Whether you're buying brand new Toronto lofts or an older town house here in Jersey City, you should always have a home inspection done. Unless you order it and receive the results yourself, you can't be sure the report is accurate. So even if the seller offers you a report from a home inspection he or she commissioned, get your own done. If the seller refuses to allow another home inspection, you know they're hiding something. They may offer you a deal on the home if you'll proceed with no inspection, but this is far too risky. Most offers are conditional on the results of a home inspection.
This doesn't mean, however, that sellers never have cause to have a home inspection done. If you're thinking of putting up your Brownsville, Texas homes for sale, you may want to have an inspector in first to see where repairs are most urgently needed and so there are no surprises when the buyer has his or her inspection done. You are under no obligation to actually do any of the repairs recommended by the inspector, but the more you do the better chance your home has of selling for a good price.

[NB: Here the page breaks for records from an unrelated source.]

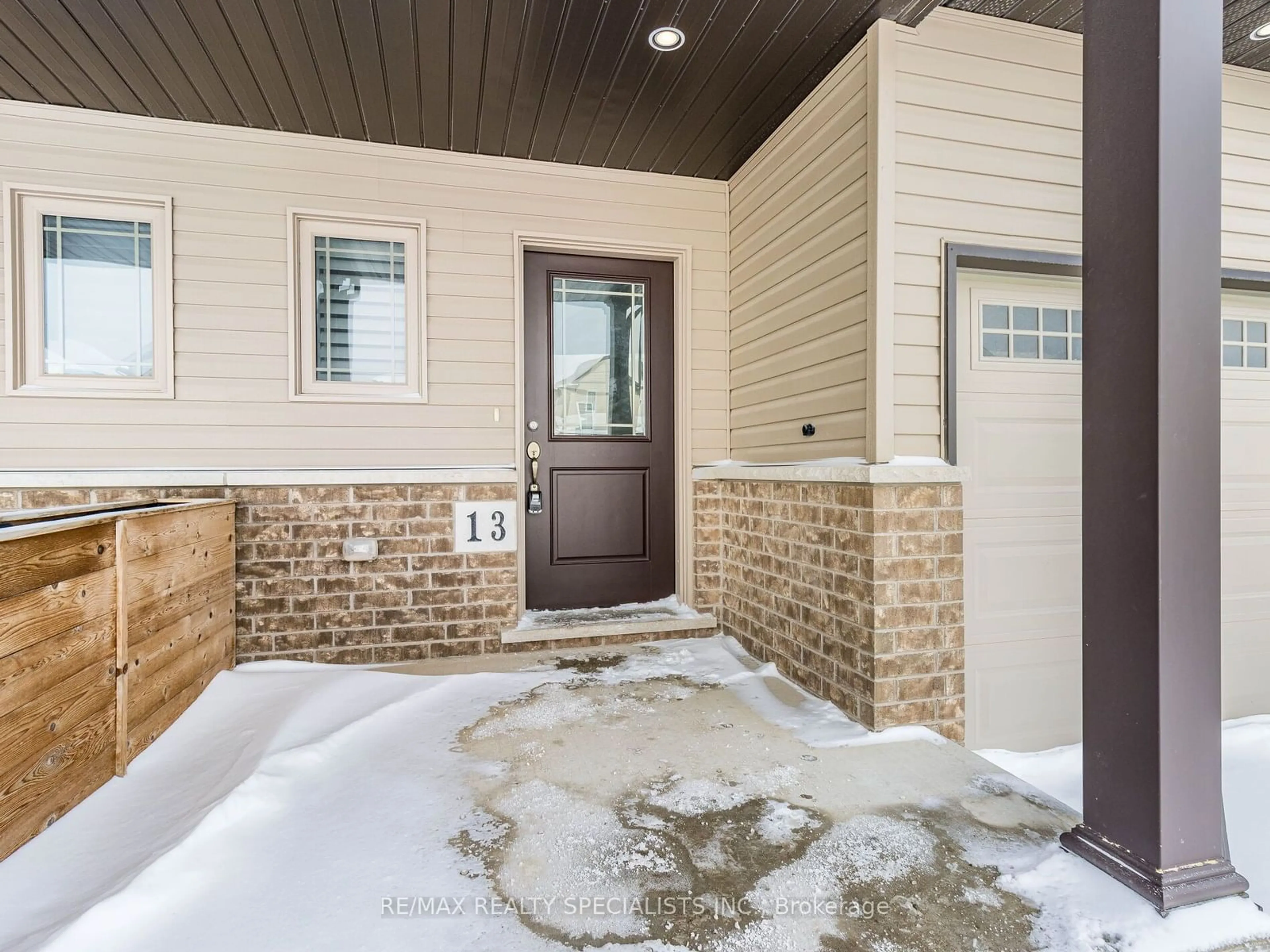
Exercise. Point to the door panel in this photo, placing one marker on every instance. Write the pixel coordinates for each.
(588, 525)
(600, 404)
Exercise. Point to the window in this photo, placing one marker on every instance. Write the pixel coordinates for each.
(597, 357)
(1046, 333)
(89, 304)
(357, 308)
(1244, 343)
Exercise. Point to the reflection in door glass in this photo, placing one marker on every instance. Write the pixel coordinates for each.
(597, 358)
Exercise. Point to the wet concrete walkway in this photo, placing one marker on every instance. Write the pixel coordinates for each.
(633, 808)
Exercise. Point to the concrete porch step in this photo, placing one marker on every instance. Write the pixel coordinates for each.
(647, 619)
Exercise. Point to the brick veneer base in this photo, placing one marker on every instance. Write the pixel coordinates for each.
(854, 591)
(299, 600)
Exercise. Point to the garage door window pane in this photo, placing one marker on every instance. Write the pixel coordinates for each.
(1031, 333)
(996, 318)
(1027, 319)
(1244, 343)
(996, 346)
(1055, 320)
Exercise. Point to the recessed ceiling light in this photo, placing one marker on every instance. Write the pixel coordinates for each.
(670, 39)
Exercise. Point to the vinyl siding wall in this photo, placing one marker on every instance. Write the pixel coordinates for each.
(989, 151)
(230, 192)
(798, 281)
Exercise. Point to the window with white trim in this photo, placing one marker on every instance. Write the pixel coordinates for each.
(1028, 332)
(89, 309)
(357, 305)
(1244, 343)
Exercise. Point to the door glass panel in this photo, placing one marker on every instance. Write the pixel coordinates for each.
(599, 367)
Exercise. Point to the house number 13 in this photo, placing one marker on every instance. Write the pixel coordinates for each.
(498, 534)
(486, 527)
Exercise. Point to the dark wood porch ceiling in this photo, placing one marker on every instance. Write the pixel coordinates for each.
(562, 80)
(1241, 18)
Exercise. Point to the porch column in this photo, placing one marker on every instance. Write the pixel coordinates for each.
(1154, 815)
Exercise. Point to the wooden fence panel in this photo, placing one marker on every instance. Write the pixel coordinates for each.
(112, 621)
(178, 584)
(58, 676)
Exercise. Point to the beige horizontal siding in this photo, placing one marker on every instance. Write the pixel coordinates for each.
(799, 259)
(989, 151)
(230, 191)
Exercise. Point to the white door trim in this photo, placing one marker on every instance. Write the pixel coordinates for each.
(681, 257)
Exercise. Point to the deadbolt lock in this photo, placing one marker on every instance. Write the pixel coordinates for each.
(534, 503)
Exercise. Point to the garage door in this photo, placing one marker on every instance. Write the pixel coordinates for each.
(1019, 432)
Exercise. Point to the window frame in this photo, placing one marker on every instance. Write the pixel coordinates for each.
(1042, 296)
(303, 226)
(1234, 313)
(24, 207)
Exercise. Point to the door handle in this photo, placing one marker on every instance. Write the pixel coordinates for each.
(534, 503)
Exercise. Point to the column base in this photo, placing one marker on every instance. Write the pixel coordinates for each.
(1164, 889)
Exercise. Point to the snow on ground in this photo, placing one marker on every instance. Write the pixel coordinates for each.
(1062, 881)
(668, 607)
(293, 800)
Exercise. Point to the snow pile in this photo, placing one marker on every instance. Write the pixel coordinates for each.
(662, 610)
(782, 822)
(694, 798)
(299, 807)
(590, 853)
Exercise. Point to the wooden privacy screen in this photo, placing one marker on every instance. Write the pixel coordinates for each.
(111, 625)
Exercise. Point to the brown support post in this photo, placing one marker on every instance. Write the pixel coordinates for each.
(1154, 815)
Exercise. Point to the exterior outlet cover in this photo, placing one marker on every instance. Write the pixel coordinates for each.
(361, 550)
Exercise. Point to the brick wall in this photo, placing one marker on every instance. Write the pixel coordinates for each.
(854, 591)
(299, 600)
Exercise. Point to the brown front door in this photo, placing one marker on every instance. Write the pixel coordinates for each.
(600, 405)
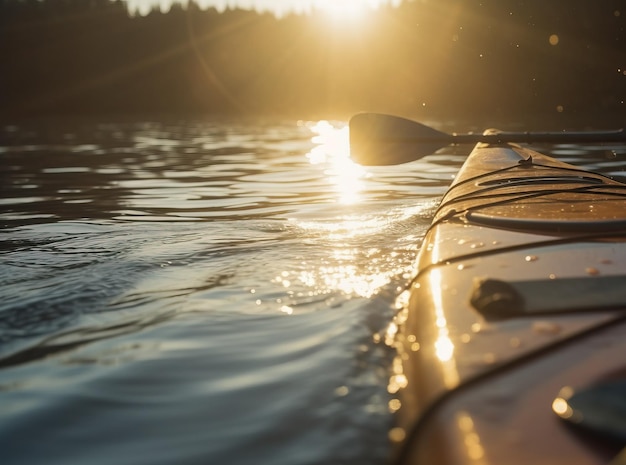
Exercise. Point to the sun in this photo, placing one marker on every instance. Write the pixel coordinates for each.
(346, 10)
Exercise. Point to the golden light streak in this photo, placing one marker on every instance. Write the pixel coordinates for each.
(333, 150)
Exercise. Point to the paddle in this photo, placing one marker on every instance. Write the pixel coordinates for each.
(378, 139)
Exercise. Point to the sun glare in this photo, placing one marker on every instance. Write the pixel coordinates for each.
(346, 10)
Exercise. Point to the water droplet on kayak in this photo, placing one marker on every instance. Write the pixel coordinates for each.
(394, 405)
(546, 327)
(397, 434)
(342, 391)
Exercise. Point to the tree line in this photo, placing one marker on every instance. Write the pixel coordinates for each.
(444, 58)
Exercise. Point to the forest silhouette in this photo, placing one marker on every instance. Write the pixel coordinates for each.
(486, 60)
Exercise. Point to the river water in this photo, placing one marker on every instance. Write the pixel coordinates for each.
(203, 292)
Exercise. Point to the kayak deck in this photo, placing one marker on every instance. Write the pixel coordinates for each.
(519, 293)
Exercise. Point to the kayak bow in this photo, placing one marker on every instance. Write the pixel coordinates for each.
(519, 300)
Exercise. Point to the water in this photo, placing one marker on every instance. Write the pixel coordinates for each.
(182, 292)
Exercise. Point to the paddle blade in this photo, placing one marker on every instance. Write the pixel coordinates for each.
(378, 139)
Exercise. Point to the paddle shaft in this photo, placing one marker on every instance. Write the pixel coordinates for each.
(520, 137)
(379, 139)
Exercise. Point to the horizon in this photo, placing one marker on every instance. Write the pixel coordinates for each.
(346, 9)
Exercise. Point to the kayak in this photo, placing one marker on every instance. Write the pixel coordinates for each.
(511, 348)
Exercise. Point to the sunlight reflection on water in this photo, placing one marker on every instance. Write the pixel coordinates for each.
(333, 149)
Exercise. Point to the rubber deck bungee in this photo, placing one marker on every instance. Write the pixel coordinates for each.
(518, 308)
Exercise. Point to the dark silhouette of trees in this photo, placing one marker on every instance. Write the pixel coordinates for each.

The onus of paying for the home inspection rests with whoever asked for it to be done. If you order an inspection on your Riverdale, Toronto real estate to see where the possibilities of repairs are, you can't expect the buyer to pay for it. Likewise, if you insist on having an inspection done before your offer on the home goes through, you'll be responsible for paying the inspector unless you can finagle some sort of deal on the closing costs with the seller.
In a case where you have ordered an inspection on the advice of your Vaughan real estate agents after you've put in an offer, the problems found by the inspector are usually an excuse to reopen negotiations. You may want to ask the seller to do the repairs or to knock off enough from the price of the home that you can have them done when you move in, but they are under no obligation to agree.